- Sichewal Location in Punjab, India Sichewal Sichewal (India)
- Coordinates: 31°09′18″N 75°17′16″E﻿ / ﻿31.155098°N 75.2877965°E
- Country: India
- State: Punjab
- District: Jalandhar
- Tehsil: Shahkot

Government
- • Type: Panchayat raj
- • Body: Gram panchayat
- Elevation: 240 m (790 ft)

Population (2011)
- • Total: 1,270
- Sex ratio 626/644 ♂/♀

Languages
- • Official: Punjabi
- Time zone: UTC+5:30 (IST)
- ISO 3166 code: IN-PB
- Vehicle registration: PB- 08
- Website: jalandhar.nic.in

= Sichewali =

Sichewali is a village in Shahkot in Jalandhar district of Punjab State, India. It is located 12 km from Shahkot, 20 km from Nakodar, 36 km from district headquarter Jalandhar and 174 km from state capital Chandigarh. The village is administrated by a sarpanch who is an elected representative of village as per Panchayati raj (India).

== Demography ==
As of 2011, the village has a total number of 238 houses and a population of 1270 of which include 626 are males while 644 are females according to the report published by Census India in 2011. The literacy rate of the village is 74.98%, lower than state average of 75.84%. The population of children under the age of 6 years is 139 which is 10.94% of total population of the village, and child sex ratio is approximately 1044 higher than the state average of 846.

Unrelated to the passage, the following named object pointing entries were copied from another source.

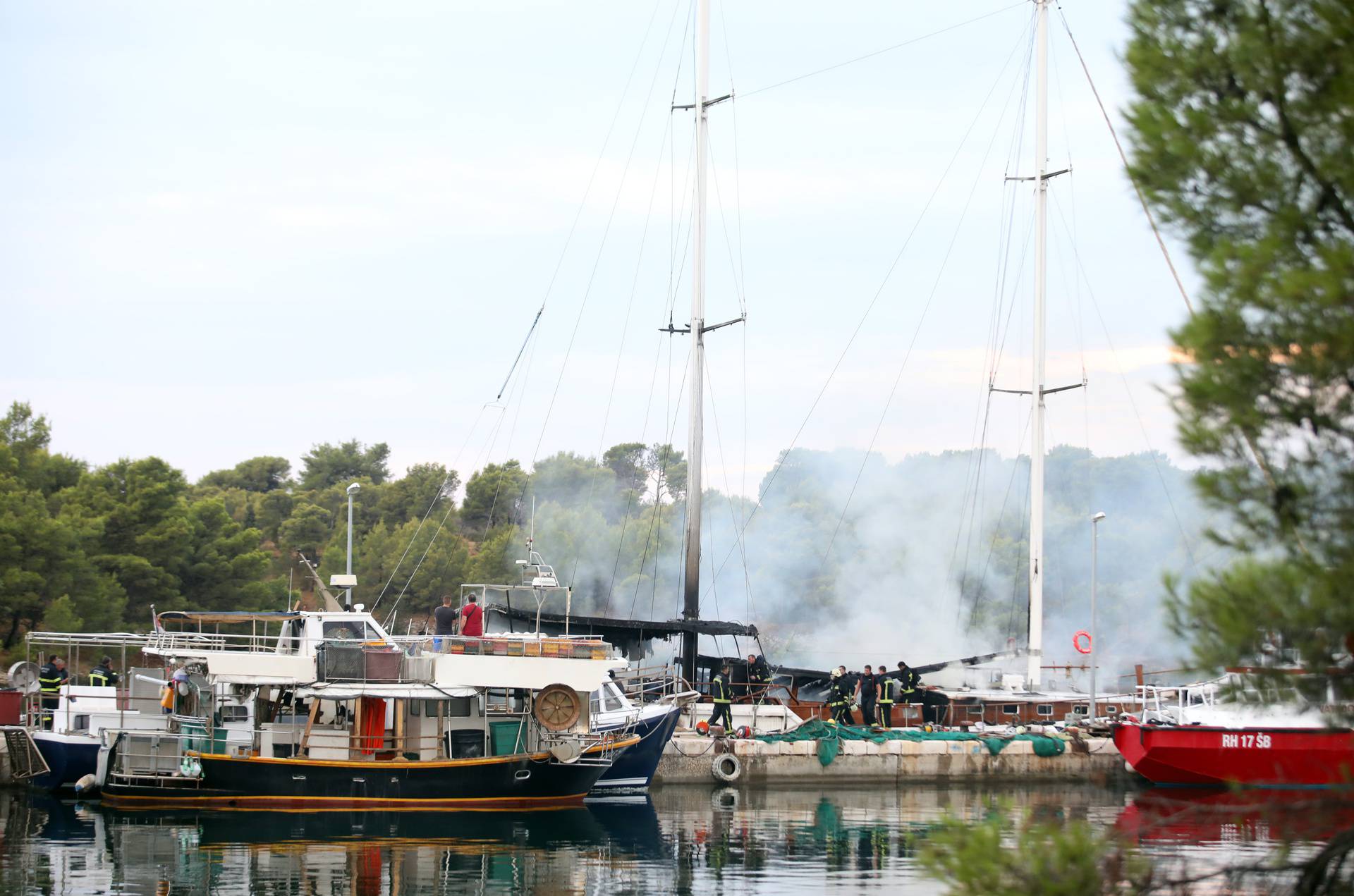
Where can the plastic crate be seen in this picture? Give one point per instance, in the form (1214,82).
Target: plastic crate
(340,662)
(11,707)
(508,737)
(381,665)
(416,669)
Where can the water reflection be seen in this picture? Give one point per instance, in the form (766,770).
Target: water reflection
(685,841)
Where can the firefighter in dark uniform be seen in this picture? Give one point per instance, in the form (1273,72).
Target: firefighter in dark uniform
(840,696)
(722,694)
(51,678)
(890,689)
(910,682)
(867,694)
(759,678)
(102,676)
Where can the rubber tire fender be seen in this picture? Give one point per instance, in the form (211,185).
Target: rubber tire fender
(726,768)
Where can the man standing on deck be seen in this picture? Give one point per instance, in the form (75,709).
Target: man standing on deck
(909,682)
(444,619)
(722,694)
(51,677)
(102,676)
(865,693)
(838,696)
(757,678)
(889,692)
(472,619)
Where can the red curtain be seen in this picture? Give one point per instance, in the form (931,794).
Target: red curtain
(372,732)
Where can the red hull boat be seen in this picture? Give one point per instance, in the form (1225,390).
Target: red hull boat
(1207,756)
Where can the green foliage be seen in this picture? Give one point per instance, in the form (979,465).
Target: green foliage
(325,465)
(627,462)
(572,479)
(1009,854)
(306,529)
(63,616)
(494,496)
(497,556)
(666,472)
(1242,135)
(256,474)
(425,489)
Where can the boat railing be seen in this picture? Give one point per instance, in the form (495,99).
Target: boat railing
(652,684)
(499,644)
(166,757)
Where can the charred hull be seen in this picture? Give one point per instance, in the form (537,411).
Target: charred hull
(523,781)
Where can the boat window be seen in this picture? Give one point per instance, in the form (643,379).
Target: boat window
(354,630)
(611,700)
(235,713)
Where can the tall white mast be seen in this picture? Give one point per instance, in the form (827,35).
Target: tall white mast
(691,581)
(1036,450)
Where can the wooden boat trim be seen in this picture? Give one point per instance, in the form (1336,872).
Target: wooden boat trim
(412,763)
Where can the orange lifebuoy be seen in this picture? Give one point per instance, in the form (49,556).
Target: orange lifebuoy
(1077,642)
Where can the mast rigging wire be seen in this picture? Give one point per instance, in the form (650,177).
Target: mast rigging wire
(887,49)
(860,324)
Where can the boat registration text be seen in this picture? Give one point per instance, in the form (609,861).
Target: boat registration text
(1248,741)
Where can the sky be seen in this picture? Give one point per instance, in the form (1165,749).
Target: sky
(243,229)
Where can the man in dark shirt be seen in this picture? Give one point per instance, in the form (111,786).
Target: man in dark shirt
(865,696)
(472,619)
(444,618)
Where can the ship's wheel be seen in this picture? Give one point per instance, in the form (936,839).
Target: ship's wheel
(559,707)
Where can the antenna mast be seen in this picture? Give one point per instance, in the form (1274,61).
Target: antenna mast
(695,435)
(1036,451)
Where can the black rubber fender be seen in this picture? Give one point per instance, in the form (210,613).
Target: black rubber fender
(726,768)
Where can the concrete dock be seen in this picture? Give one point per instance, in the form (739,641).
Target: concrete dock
(690,760)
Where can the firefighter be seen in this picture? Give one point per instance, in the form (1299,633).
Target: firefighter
(840,696)
(51,678)
(722,694)
(102,676)
(865,693)
(889,692)
(759,678)
(910,681)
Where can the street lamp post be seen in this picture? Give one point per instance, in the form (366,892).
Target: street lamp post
(353,490)
(1096,520)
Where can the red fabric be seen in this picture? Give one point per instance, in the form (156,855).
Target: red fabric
(372,732)
(473,625)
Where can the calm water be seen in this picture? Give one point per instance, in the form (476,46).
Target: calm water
(684,841)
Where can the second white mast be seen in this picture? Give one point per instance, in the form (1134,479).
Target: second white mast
(695,436)
(1036,450)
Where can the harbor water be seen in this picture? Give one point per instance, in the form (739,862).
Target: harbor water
(684,840)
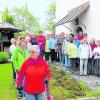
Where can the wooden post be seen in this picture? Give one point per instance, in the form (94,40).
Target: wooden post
(1,42)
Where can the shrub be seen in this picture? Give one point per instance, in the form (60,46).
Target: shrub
(3,56)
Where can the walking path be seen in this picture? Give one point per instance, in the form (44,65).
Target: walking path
(91,80)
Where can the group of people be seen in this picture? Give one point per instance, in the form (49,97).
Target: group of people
(32,71)
(72,51)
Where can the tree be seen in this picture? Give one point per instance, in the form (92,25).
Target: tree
(25,20)
(51,17)
(7,17)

Most of the people are from Schedule Caste which constitutes 23.78% of total population in the village. The town does not have any Schedule Tribe population so far.

As per census 2011, 330 people were engaged in work activities out of the total population of the village which includes 309 males and 21 females. According to census survey report 2011, 93.94% workers describe their work as main work and 6.06% workers are involved in marginal activity providing livelihood for less than 6 months.

== Transport ==
Shahkot Malisian station is the nearest train station. The village is 81 km away from domestic airport in Ludhiana and the nearest international airport is located in Chandigarh also Sri Guru Ram Dass Jee International Airport is the second nearest airport which is 101 km away in Amritsar.

== Model Village ==
The village Sichewali was chosen as a model village by the Ministry of Water Resources, River Development, and Ganga Re-juvenation for possible emulation in terms of sewage treatment capacity, waste management, and public toilets, in over 1,600 locations along the Ganges. The village stands out in its efficiency in tackling issues leading to river pollution.